NZD/RON is the acronym for the New Zealand Dollar against the Romanian Leu. It is categorized as an exotic-cross currency pair that usually has a low trading volume. Here, the New Zealand Dollar is the base currency, and the Romanian Leu (on the right) is the quote currency. The RON (Romanian Leu) is the formal currency of Romania, and one RON is further divided into 100 bani.
To identify the relative value of one currency, we require another currency to compare. If the base currency’s value comes down, the value of the quote currency goes up and contrariwise. If the market cost of this pair is 2.7393, then this amount of RON is required to buy one unit of NZD.
Foreign exchange brokers have two separate prices for currency pairs, which are categorized as the ask and bid price. The offering price is the bid price, and the buying price is the asking price. The difference between the bid/ask price is recognized as the spread. The spread is how stockbrokers make their revenue. Below are the spreads for NZD/RON currency pairs in both ECN & STP brokers.
ECN: 35 pips | STP: 40 pips
A Fee is a payment we pay to the broker each time we open a spot. There is no additional payment charged on STP accounts, but a few extra pips are charged on ECN accounts.
Slippage is the difference between the trader’s predicted price and the actual price at which the trade is implemented. It can appear at any given time but often arises when the market is moving fast and is volatile.
Trading Range in NZD/RON
The amount of money we earn or lose in a timeframe can be estimated using the trading range table. It is an example of the minimum, average, and maximum pip movement in a currency pair. This can be measured simply by using the ART indicator with 200-period SMA.
Procedure to assess Pip Ranges
- Add the ATR indicator to your chart
- Set the period to 1
- Add a 200-period SMA to this indicator
- Shrink the chart so you can assess a large time period
- Select your desired timeframe
- Measure the floor level and set this value as the min
- Measure the level of the 200-period SMA and set this as the average
- Measure the peak levels and set this as Max.
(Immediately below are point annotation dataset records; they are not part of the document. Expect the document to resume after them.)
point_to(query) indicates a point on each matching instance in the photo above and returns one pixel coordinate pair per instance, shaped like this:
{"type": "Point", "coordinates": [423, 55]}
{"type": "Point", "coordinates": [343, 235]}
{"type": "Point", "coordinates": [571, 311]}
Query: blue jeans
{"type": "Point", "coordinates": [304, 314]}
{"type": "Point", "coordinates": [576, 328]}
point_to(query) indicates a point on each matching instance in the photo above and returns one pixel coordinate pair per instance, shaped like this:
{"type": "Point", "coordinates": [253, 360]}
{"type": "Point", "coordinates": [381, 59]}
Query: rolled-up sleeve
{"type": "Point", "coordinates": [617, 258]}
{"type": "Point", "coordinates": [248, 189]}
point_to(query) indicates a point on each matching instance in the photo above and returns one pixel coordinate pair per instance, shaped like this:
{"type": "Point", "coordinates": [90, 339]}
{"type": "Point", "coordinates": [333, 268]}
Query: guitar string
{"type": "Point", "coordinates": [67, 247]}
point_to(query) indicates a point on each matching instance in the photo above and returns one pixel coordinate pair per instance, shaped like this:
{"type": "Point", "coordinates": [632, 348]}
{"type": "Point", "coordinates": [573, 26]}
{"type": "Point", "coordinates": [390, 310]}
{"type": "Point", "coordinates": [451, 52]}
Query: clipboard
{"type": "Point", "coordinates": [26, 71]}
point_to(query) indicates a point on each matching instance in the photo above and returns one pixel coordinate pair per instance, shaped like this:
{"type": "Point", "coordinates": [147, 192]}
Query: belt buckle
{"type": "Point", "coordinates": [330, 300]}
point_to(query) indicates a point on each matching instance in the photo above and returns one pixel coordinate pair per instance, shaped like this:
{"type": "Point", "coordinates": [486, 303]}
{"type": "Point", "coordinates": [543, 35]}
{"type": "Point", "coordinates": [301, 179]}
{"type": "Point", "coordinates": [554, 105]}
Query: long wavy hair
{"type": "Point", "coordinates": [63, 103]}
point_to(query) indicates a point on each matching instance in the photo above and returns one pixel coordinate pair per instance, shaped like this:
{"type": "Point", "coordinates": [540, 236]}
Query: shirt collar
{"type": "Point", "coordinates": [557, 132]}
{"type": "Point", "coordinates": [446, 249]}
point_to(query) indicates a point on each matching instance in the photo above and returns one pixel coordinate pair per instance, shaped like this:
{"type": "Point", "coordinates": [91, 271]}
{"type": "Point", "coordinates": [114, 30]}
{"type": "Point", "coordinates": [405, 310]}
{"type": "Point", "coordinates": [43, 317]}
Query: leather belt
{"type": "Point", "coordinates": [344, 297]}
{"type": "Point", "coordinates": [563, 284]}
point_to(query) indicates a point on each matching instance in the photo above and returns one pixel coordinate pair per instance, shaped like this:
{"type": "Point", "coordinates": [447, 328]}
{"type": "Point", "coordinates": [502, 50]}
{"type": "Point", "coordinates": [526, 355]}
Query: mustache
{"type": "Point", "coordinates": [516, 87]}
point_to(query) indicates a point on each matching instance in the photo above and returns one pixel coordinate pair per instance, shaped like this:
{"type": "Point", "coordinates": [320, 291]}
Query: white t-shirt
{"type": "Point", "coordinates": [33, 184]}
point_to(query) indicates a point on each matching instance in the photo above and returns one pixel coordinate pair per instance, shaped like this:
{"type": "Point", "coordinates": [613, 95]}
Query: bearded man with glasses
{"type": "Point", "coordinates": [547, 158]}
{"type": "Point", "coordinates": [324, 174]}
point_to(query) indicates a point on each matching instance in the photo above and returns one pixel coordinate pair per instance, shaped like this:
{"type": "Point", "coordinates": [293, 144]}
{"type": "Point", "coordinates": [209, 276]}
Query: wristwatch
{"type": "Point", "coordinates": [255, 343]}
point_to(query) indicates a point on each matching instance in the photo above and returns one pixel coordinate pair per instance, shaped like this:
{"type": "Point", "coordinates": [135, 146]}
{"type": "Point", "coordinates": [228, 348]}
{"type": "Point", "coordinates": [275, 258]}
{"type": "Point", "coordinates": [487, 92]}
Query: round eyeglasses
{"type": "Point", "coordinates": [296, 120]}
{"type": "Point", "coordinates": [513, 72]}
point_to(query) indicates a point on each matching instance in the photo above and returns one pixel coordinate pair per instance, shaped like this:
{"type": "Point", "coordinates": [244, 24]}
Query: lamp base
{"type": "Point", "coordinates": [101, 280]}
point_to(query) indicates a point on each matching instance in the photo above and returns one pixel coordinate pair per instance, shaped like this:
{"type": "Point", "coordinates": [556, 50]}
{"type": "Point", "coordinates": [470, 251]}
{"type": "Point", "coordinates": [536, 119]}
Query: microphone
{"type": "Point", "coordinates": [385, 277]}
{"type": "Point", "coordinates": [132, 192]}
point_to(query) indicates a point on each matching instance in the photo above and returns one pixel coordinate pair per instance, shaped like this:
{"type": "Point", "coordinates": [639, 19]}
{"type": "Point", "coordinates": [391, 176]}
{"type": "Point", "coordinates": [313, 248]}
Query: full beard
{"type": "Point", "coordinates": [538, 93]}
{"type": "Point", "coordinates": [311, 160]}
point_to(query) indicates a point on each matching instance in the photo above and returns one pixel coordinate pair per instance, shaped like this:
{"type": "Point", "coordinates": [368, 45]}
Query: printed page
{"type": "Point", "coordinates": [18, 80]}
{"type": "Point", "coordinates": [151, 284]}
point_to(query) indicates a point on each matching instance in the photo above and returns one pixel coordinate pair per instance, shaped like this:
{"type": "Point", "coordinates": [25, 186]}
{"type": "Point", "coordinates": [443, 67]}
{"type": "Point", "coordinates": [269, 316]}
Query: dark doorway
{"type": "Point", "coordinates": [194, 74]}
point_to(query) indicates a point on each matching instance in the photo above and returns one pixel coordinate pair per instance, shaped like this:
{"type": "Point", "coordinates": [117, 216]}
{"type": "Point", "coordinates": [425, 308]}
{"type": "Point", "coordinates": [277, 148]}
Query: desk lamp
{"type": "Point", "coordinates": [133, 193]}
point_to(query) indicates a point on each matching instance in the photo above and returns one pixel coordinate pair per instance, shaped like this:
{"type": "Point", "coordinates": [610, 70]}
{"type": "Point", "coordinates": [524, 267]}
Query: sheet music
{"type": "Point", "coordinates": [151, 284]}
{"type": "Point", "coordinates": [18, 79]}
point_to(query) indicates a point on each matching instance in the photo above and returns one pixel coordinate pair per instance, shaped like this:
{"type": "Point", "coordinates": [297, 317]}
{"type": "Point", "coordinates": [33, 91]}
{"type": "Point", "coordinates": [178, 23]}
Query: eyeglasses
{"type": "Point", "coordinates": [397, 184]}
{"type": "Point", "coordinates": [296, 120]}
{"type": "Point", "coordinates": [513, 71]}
NZD/RON Cost as a Percent of the Trading Range
The cost of trade generally differs on the broker and differs based on the volatility of the market. This is because the total cost also comprises slippage and spreads, excluding the trading fee. Below is the understanding of the cost variation in terms of percentages. The insights of it are discussed in the subsequent sections.
ECN Model Account
Spread = 35 | Slippage = 5 |Trading fee = 8
Total cost = Slippage + Spread + Trading Fee = 5 + 35 + 8 = 48
STP Model Account
Spread = 40 | Slippage = 5 | Trading fee = 0
Total cost = Slippage + Spread + Trading Fee = 5 + 40 + 0 = 45
The Ideal way to trade the NZD/RON
Understanding the above tables is pretty simple. The percentage values are directly relative to the total cost of the trade. It is seen that the percentages are relatively high on the minimum column and vice versa. Now, coming to the best time to enter the market, it is when the volatility of NZD/RON is somewhere near the avg pip movement. Trading in such minutes will guarantee low costs as well as lower liquidity.
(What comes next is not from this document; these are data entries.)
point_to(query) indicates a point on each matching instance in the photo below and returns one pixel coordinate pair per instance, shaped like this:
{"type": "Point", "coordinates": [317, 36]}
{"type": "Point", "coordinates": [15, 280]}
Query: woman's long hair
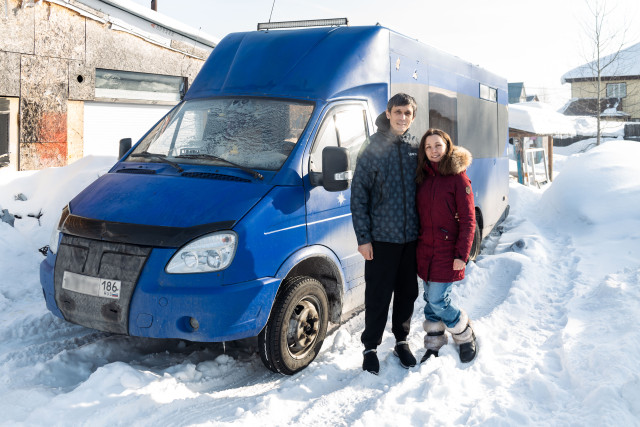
{"type": "Point", "coordinates": [423, 160]}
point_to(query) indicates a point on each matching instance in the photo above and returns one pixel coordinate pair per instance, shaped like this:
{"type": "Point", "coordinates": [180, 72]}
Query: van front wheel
{"type": "Point", "coordinates": [296, 328]}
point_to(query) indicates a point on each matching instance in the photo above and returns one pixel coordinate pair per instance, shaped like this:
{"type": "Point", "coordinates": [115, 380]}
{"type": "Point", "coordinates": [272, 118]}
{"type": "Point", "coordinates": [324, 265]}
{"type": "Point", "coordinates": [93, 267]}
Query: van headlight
{"type": "Point", "coordinates": [54, 240]}
{"type": "Point", "coordinates": [213, 252]}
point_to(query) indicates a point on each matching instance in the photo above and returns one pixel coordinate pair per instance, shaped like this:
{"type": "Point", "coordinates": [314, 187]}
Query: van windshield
{"type": "Point", "coordinates": [254, 133]}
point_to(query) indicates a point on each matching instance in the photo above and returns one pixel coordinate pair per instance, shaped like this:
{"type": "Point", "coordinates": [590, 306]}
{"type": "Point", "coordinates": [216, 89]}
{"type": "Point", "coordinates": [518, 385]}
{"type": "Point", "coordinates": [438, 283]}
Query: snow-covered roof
{"type": "Point", "coordinates": [539, 118]}
{"type": "Point", "coordinates": [626, 64]}
{"type": "Point", "coordinates": [128, 16]}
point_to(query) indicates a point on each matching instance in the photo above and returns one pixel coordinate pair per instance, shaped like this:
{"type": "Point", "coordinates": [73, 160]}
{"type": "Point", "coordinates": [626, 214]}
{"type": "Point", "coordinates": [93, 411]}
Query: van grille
{"type": "Point", "coordinates": [106, 260]}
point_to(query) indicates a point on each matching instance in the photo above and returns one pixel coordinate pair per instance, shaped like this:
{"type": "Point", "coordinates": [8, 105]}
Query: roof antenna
{"type": "Point", "coordinates": [272, 6]}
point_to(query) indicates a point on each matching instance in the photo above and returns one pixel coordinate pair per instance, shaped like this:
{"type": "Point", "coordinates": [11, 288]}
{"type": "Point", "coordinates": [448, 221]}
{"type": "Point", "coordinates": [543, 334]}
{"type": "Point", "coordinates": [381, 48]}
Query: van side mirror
{"type": "Point", "coordinates": [336, 170]}
{"type": "Point", "coordinates": [125, 145]}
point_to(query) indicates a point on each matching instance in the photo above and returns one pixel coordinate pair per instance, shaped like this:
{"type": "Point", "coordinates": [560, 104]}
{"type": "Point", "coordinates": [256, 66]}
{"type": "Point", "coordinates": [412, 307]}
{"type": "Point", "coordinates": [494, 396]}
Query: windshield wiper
{"type": "Point", "coordinates": [163, 159]}
{"type": "Point", "coordinates": [254, 173]}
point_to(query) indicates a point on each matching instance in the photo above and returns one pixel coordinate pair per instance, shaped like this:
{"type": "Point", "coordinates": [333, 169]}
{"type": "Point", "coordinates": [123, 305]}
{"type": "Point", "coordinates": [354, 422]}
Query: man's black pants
{"type": "Point", "coordinates": [391, 272]}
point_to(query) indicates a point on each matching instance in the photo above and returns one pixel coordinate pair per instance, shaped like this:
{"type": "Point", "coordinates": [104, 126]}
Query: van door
{"type": "Point", "coordinates": [328, 213]}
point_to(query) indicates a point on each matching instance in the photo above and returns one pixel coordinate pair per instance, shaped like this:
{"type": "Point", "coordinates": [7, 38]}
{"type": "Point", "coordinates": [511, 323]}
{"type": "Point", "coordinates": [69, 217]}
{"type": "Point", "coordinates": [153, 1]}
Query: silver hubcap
{"type": "Point", "coordinates": [303, 327]}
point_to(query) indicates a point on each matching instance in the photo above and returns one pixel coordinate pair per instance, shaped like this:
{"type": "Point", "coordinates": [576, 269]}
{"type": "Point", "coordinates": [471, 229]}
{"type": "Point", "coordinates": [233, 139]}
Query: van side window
{"type": "Point", "coordinates": [327, 137]}
{"type": "Point", "coordinates": [345, 126]}
{"type": "Point", "coordinates": [352, 131]}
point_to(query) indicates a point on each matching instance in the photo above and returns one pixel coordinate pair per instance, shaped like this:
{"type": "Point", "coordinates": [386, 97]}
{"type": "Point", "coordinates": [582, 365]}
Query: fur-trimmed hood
{"type": "Point", "coordinates": [458, 161]}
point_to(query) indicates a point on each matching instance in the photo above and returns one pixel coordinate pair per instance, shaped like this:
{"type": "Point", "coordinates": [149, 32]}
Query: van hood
{"type": "Point", "coordinates": [167, 201]}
Speaking about timeframes, trading in 4H and Daily timeframe would be great, as the cost is manageable, and the trade is also not very time-consuming.
Another simple hack to cut down the cost is by trading using limit/pending orders instead of market orders. This will considerably lower costs on a trade because the slippage on the trade becomes 0. It many cases, the cost lowers by about 50% of the original value when we use limit orders.